If system 1 is our usual measure of processing to get around time constraints the alternative is system 2: formal clinical reasoning .  System 2 thinking was the topic of a recent paper in CriticalCare Clinics. Although based on a survey of people working in a NICU the article has general applicability. The authors contrast system 1 and system 2 thinking in this manner:

Dual process theory holds that individuals engaging in medical decision-making use one of 2 distinct cognitive processes: a system 1 process based on heuristics – the use of rapid pattern recognition and rules of thumb – or a system 2 process, based on deliberate analytical modeling and hypothesis generation. While invoking system one processes individuals can think fast and reflexively and can even operate at a subconscious level, using pattern recognition to sort vast amounts of clinical information quickly before an illness script that allows for the rapid elaboration of a differential diagnosis. In contrast system 2 processes require focused attention and are purposefully analytical, relying on deliberate counter-factual reasoning to generate hypotheses regarding the pathophysiologic mechanisms by which a patient’s symptoms are produced.

The authors introduced the concept of the diagnostic time out to describe this shift of thinking because it requires deliberate effort. It’s not going to arise spontaneously in the natural course of the ward routine. (The authors were not the first ones to use this term). The diagnostic time out can be considered the cognitive equivalent of the better known procedural time out.

Why is a diagnostic time out needed? Research on diagnostic error has indicated that while some instances are due to system problems (such as failure to communicate test results) most are cognitive errors. These can be linked to the heuristics of system 1 thinking. The diagnostic time out, or the deliberate exercise of system 2 thinking, is a way to complement these cognitive shortcuts with a more analytical process.

Some opinion leaders in the field of diagnostic error have suggested universal adoption of system 2 thinking. This is problematic due to time constraints. Besides, there are some essential benefits of system 1 thinking, particularly in acute life-threatening situations. The real trick is how best to selectively employ system 2 thinking. In other words what are the situations in which system 2 thinking should be used? The authors suggest handoff situations in complex patients including ER to hospitalist, off service/on service and ICU to ward transfers.
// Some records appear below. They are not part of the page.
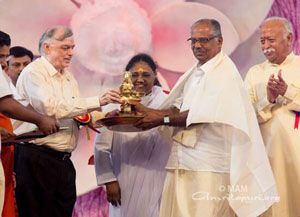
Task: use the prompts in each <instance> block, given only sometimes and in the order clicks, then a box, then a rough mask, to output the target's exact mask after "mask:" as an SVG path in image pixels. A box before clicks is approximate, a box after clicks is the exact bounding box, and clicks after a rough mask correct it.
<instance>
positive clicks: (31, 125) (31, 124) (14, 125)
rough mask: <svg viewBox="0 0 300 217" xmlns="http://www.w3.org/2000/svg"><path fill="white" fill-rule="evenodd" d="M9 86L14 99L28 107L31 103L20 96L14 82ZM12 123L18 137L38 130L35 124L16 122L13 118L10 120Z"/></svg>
mask: <svg viewBox="0 0 300 217" xmlns="http://www.w3.org/2000/svg"><path fill="white" fill-rule="evenodd" d="M9 86H10V89H11V92H12V93H13V96H14V99H15V100H17V101H18V102H19V103H21V104H22V105H23V106H28V104H29V103H28V102H27V101H26V100H25V99H23V98H22V97H21V96H20V95H19V94H18V92H17V89H16V87H15V86H14V84H13V83H12V82H10V84H9ZM10 121H11V123H12V125H13V129H14V133H15V134H16V135H18V134H22V133H24V132H27V131H30V130H33V129H35V128H37V126H36V125H35V124H32V123H29V122H24V121H19V120H15V119H12V118H11V119H10Z"/></svg>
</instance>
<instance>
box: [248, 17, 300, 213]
mask: <svg viewBox="0 0 300 217" xmlns="http://www.w3.org/2000/svg"><path fill="white" fill-rule="evenodd" d="M260 42H261V49H262V51H263V53H264V55H265V57H266V59H267V60H266V61H265V62H263V63H261V64H258V65H255V66H253V67H252V68H250V70H249V72H248V74H247V76H246V79H245V81H246V84H247V86H248V88H249V93H250V97H251V100H252V103H253V106H254V108H255V111H256V114H257V118H258V121H259V124H260V129H261V133H262V136H263V139H264V142H265V145H266V149H267V152H268V156H269V160H270V163H271V166H272V169H273V173H274V176H275V180H276V184H277V188H278V193H279V196H280V201H279V202H278V203H274V205H273V206H272V207H271V209H269V210H268V212H266V213H265V214H264V216H266V217H269V216H272V217H283V216H287V217H288V216H300V208H299V204H298V201H299V200H300V188H299V186H300V157H299V156H300V146H299V144H300V143H299V141H300V131H299V130H300V129H299V114H300V113H299V112H300V57H299V56H296V55H295V54H294V53H293V52H292V43H293V29H292V25H291V23H290V22H289V21H288V20H286V19H284V18H281V17H271V18H268V19H267V20H265V21H264V22H263V24H262V25H261V29H260Z"/></svg>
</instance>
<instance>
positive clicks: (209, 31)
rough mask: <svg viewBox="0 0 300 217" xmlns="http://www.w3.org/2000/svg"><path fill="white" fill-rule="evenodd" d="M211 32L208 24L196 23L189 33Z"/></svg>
mask: <svg viewBox="0 0 300 217" xmlns="http://www.w3.org/2000/svg"><path fill="white" fill-rule="evenodd" d="M201 33H203V34H205V33H208V34H209V33H211V26H210V25H208V24H198V25H196V26H194V27H193V28H192V31H191V34H201Z"/></svg>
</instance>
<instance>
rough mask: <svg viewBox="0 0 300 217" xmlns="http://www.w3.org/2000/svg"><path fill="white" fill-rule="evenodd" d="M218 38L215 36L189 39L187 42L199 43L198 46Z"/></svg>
mask: <svg viewBox="0 0 300 217" xmlns="http://www.w3.org/2000/svg"><path fill="white" fill-rule="evenodd" d="M217 37H220V35H215V36H212V37H210V38H189V39H188V40H187V41H191V43H192V44H196V42H199V43H200V44H206V43H207V42H209V41H210V40H212V39H214V38H217Z"/></svg>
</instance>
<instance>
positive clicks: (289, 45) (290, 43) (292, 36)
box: [286, 32, 294, 46]
mask: <svg viewBox="0 0 300 217" xmlns="http://www.w3.org/2000/svg"><path fill="white" fill-rule="evenodd" d="M286 38H287V40H288V45H289V46H292V43H293V38H294V37H293V34H292V33H291V32H290V33H289V34H288V36H287V37H286Z"/></svg>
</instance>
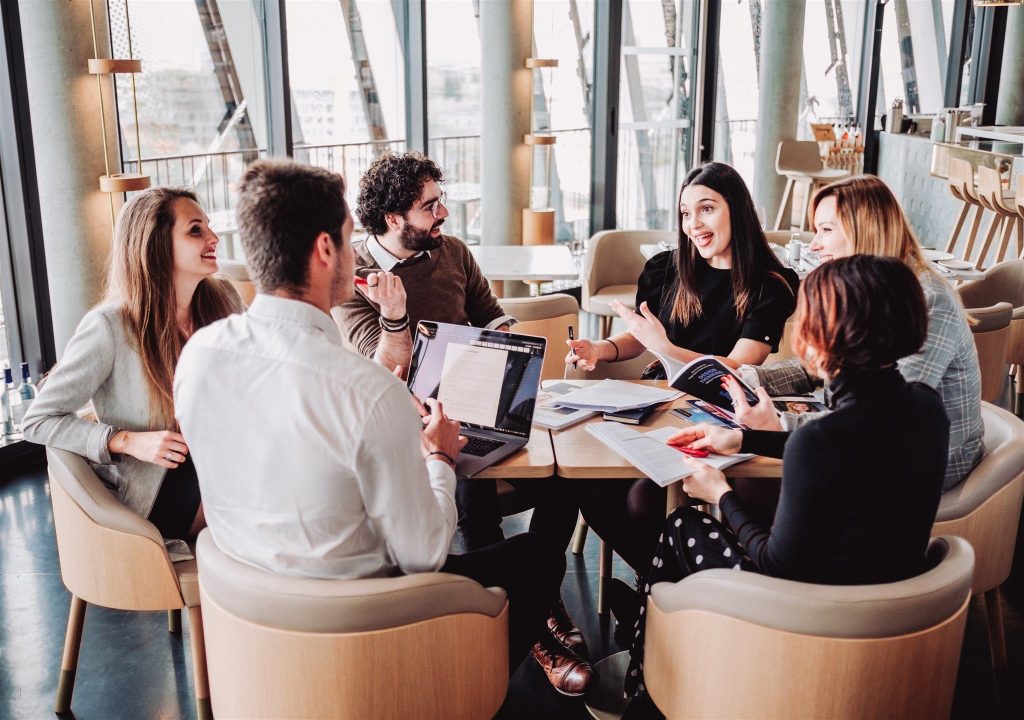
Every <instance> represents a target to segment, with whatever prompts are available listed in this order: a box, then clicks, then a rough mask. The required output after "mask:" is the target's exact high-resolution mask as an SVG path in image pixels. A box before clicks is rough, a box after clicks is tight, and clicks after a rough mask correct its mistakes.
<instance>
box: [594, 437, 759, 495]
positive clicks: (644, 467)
mask: <svg viewBox="0 0 1024 720" xmlns="http://www.w3.org/2000/svg"><path fill="white" fill-rule="evenodd" d="M587 431H588V432H589V433H591V434H592V435H594V436H595V437H597V438H598V439H599V440H601V441H602V442H604V444H606V446H608V448H610V449H611V450H613V451H615V453H617V454H618V455H621V456H622V457H624V458H626V460H628V461H629V462H630V463H632V464H633V465H634V466H635V467H636V468H637V469H638V470H640V472H642V473H643V474H644V475H646V476H647V477H649V478H650V479H652V480H654V482H656V483H657V484H659V485H660V486H662V488H665V486H666V485H668V484H670V483H672V482H675V481H676V480H679V479H682V478H683V477H686V476H687V475H689V474H690V473H692V472H693V470H694V468H693V466H692V465H691V464H690V463H688V462H686V460H687V458H686V456H685V455H683V454H682V453H680V452H679V451H678V450H676V449H675V448H673V447H672V446H670V444H668V442H667V440H668V439H669V438H670V437H672V436H673V435H675V434H676V433H677V432H679V428H678V427H662V428H658V429H657V430H651V431H650V432H638V431H637V430H634V429H633V428H632V427H629V426H627V425H623V424H622V423H609V422H604V423H593V424H591V425H588V426H587ZM753 457H754V455H752V454H750V453H737V454H736V455H716V454H715V453H711V454H710V455H709V456H708V457H707V458H701V459H700V461H699V462H702V463H706V464H708V465H711V466H713V467H717V468H718V469H719V470H724V469H725V468H727V467H729V466H730V465H735V464H736V463H741V462H743V461H744V460H750V459H751V458H753Z"/></svg>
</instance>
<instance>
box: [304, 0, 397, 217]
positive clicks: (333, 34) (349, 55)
mask: <svg viewBox="0 0 1024 720" xmlns="http://www.w3.org/2000/svg"><path fill="white" fill-rule="evenodd" d="M286 9H287V12H288V71H289V80H290V84H291V89H292V118H293V124H292V133H293V140H294V155H295V158H296V160H299V161H301V162H307V163H310V164H312V165H317V166H321V167H326V168H328V169H331V170H334V171H337V172H341V173H343V174H344V175H345V177H346V179H347V180H348V188H349V192H348V195H349V198H348V200H349V202H350V203H354V201H355V197H356V195H357V187H358V179H359V176H360V175H361V174H362V173H364V171H366V169H367V167H369V165H370V163H371V162H373V159H374V158H375V157H377V155H378V154H380V153H381V152H384V151H385V150H391V151H401V150H402V149H403V147H404V139H403V138H404V135H406V130H404V112H406V111H404V101H406V93H404V70H403V56H402V52H403V49H402V47H401V45H400V43H399V42H398V31H397V25H396V22H395V16H394V7H393V3H390V2H379V1H378V0H289V2H288V3H287V5H286Z"/></svg>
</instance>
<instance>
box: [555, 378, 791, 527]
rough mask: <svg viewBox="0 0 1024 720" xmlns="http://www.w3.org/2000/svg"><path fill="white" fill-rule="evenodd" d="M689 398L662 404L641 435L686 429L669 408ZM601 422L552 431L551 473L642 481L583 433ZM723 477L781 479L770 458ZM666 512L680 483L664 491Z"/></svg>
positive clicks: (633, 471) (642, 473)
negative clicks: (552, 463) (660, 430)
mask: <svg viewBox="0 0 1024 720" xmlns="http://www.w3.org/2000/svg"><path fill="white" fill-rule="evenodd" d="M573 382H574V383H575V384H584V383H594V382H598V381H597V380H582V381H573ZM636 382H639V383H642V384H646V385H655V386H657V387H668V383H667V382H666V381H665V380H637V381H636ZM690 398H691V397H690V396H689V395H683V396H682V397H679V398H677V399H675V400H673V401H672V403H671V404H665V406H663V407H662V408H659V409H658V410H656V411H654V414H653V415H652V416H651V417H650V418H648V419H647V421H646V422H644V424H643V425H641V426H639V427H638V428H637V429H638V430H640V431H642V432H647V431H649V430H655V429H657V428H659V427H666V426H670V427H678V428H680V429H682V428H684V427H688V426H689V423H687V422H686V421H685V420H683V419H682V418H680V417H678V416H676V415H673V414H672V413H670V412H669V411H670V410H671V409H672V408H682V407H687V404H686V400H687V399H690ZM595 422H596V423H599V422H604V421H603V420H602V419H601V416H600V415H596V416H594V417H593V418H591V419H589V420H585V421H584V422H582V423H578V424H575V425H573V426H571V427H568V428H565V429H564V430H552V431H551V441H552V446H553V447H554V451H555V472H556V473H557V474H558V476H559V477H567V478H580V479H631V478H640V477H644V474H643V473H642V472H640V471H639V470H638V469H637V468H636V467H634V466H633V465H632V464H631V463H629V462H628V461H627V460H626V459H625V458H623V457H622V456H621V455H618V454H617V453H615V452H614V451H613V450H611V449H610V448H608V447H607V446H606V444H604V443H603V442H601V440H599V439H597V438H596V437H594V436H593V435H592V434H590V433H589V432H587V425H589V424H590V423H595ZM725 475H726V477H781V476H782V461H781V460H776V459H774V458H762V457H757V458H751V459H750V460H748V461H745V462H742V463H737V464H736V465H733V466H731V467H728V468H726V469H725ZM668 491H669V498H668V510H669V511H670V512H671V511H672V510H674V509H675V508H677V507H679V505H681V504H682V502H681V501H682V499H683V496H682V483H680V482H673V483H672V484H671V485H669V488H668Z"/></svg>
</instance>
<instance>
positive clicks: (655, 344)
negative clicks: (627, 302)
mask: <svg viewBox="0 0 1024 720" xmlns="http://www.w3.org/2000/svg"><path fill="white" fill-rule="evenodd" d="M611 309H613V310H614V311H615V312H617V313H618V316H620V317H622V319H623V322H624V323H626V329H627V330H629V331H630V334H631V335H632V336H633V337H635V338H636V339H637V340H639V341H640V344H641V345H643V346H644V347H646V348H647V349H649V350H654V351H655V352H663V351H664V350H665V349H666V348H668V347H670V346H671V345H672V342H671V341H670V340H669V336H668V334H667V333H666V332H665V326H664V325H662V321H659V320H658V319H657V316H655V315H654V313H653V312H651V311H650V309H649V308H648V307H647V303H646V302H641V303H640V308H639V309H640V314H639V315H638V314H637V313H636V312H634V311H633V310H631V309H630V308H628V307H627V306H626V305H624V304H623V303H621V302H618V301H617V300H612V301H611Z"/></svg>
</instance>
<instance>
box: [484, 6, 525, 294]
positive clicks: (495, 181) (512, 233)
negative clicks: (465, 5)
mask: <svg viewBox="0 0 1024 720" xmlns="http://www.w3.org/2000/svg"><path fill="white" fill-rule="evenodd" d="M532 38H534V2H532V0H487V2H481V3H480V47H481V48H482V51H481V53H480V59H481V68H480V85H481V87H482V91H483V92H482V95H483V103H482V108H481V113H482V115H481V122H480V156H481V157H480V164H481V168H480V198H481V200H480V213H481V220H482V224H481V230H480V236H481V238H480V242H481V243H484V244H486V245H521V244H522V210H523V208H528V207H529V157H530V156H529V149H528V147H527V146H526V145H525V144H524V143H523V136H524V135H526V134H528V133H529V130H530V127H529V123H530V113H529V110H530V108H529V103H530V88H531V80H532V79H531V77H530V71H528V70H527V69H526V58H527V57H529V55H530V53H531V51H532ZM507 289H508V290H509V291H511V290H512V284H509V285H508V286H507Z"/></svg>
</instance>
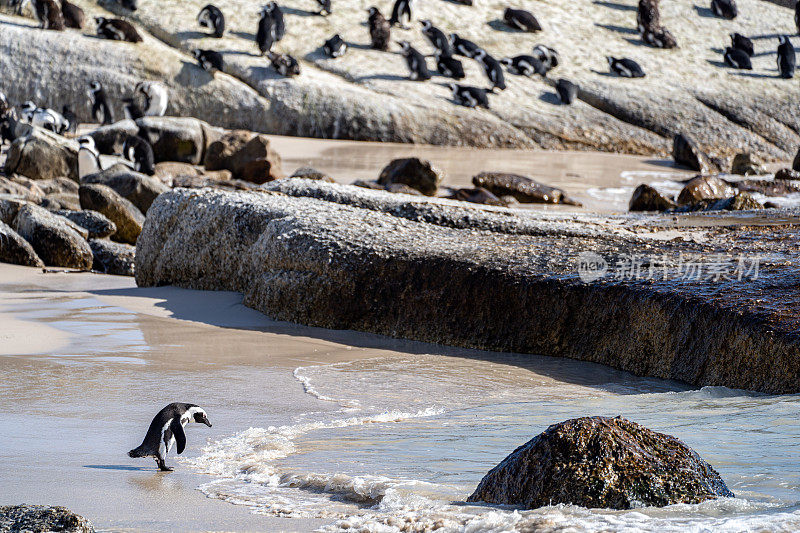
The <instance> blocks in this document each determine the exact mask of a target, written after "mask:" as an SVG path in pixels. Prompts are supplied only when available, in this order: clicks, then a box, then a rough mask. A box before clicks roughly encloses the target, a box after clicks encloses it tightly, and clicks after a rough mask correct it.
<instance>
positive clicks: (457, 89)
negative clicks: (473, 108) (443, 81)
mask: <svg viewBox="0 0 800 533" xmlns="http://www.w3.org/2000/svg"><path fill="white" fill-rule="evenodd" d="M448 86H449V87H450V90H451V91H453V100H454V101H455V103H457V104H458V105H463V106H465V107H471V108H475V107H485V108H486V109H489V96H488V91H487V90H486V89H481V88H479V87H471V86H468V85H458V84H456V83H450V84H448Z"/></svg>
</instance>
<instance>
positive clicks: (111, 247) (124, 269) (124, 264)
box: [89, 239, 136, 276]
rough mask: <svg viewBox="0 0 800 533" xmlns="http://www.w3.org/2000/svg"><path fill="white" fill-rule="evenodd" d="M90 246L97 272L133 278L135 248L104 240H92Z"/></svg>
mask: <svg viewBox="0 0 800 533" xmlns="http://www.w3.org/2000/svg"><path fill="white" fill-rule="evenodd" d="M89 246H91V248H92V253H93V254H94V269H95V270H97V271H98V272H103V273H105V274H114V275H116V276H133V271H134V259H135V255H136V248H135V247H134V246H131V245H129V244H122V243H119V242H112V241H107V240H104V239H91V240H90V241H89Z"/></svg>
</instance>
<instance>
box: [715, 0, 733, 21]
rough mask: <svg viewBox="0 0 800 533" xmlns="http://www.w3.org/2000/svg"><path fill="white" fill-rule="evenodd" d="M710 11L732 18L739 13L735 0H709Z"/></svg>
mask: <svg viewBox="0 0 800 533" xmlns="http://www.w3.org/2000/svg"><path fill="white" fill-rule="evenodd" d="M711 11H713V12H714V14H715V15H716V16H718V17H722V18H724V19H728V20H733V19H735V18H736V17H737V16H738V15H739V8H738V7H737V6H736V0H711Z"/></svg>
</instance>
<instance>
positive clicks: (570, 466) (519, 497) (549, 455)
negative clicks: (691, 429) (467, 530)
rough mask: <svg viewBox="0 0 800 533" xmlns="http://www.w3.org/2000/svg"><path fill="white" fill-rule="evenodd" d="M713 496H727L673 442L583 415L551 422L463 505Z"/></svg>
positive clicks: (662, 504)
mask: <svg viewBox="0 0 800 533" xmlns="http://www.w3.org/2000/svg"><path fill="white" fill-rule="evenodd" d="M718 497H733V493H732V492H731V491H730V490H728V487H727V486H726V485H725V482H724V481H723V480H722V478H721V477H720V476H719V474H718V473H717V472H716V470H714V469H713V468H712V467H711V465H709V464H708V463H707V462H705V461H704V460H703V459H701V458H700V456H698V455H697V453H695V452H694V451H693V450H692V449H691V448H689V447H688V446H686V445H685V444H684V443H682V442H681V441H680V440H678V439H676V438H675V437H671V436H669V435H664V434H663V433H656V432H655V431H651V430H649V429H647V428H645V427H643V426H640V425H639V424H636V423H635V422H631V421H629V420H625V419H623V418H620V417H617V418H606V417H586V418H576V419H573V420H567V421H565V422H561V423H559V424H554V425H552V426H550V427H549V428H547V429H546V430H545V431H544V432H543V433H541V434H539V435H538V436H536V437H534V438H533V439H532V440H530V441H529V442H528V443H526V444H524V445H522V446H520V447H519V448H517V449H516V450H515V451H514V452H513V453H512V454H511V455H509V456H508V457H506V458H505V459H504V460H503V461H502V462H501V463H500V464H499V465H497V466H496V467H495V468H493V469H492V470H491V471H489V473H488V474H486V476H485V477H484V478H483V479H482V480H481V482H480V484H479V485H478V488H477V489H475V492H474V493H472V495H471V496H470V497H469V498H468V499H467V501H470V502H479V501H483V502H487V503H495V504H510V505H522V506H524V507H525V508H526V509H536V508H538V507H543V506H546V505H556V504H572V505H580V506H582V507H588V508H607V509H633V508H636V507H642V506H656V507H663V506H666V505H671V504H676V503H700V502H703V501H706V500H710V499H715V498H718Z"/></svg>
How does it work? The authors propose a template but it’s really just the traditional clinical reasoning process. One of their points really got my attention: during the time out diagnostic labels should be removed and replaced by signs, symptoms, manifestations and clinical concerns. This of course is the opposite of what your coders and hospitalist leaders want you to do.

What are some of the barriers to implementation? In addition to time constraints, fear of ambiguity is an important factor. We are afraid to admit what we don’t know. One thing you will never hear a hospitalist say out loud is “I’ll have to think about that.”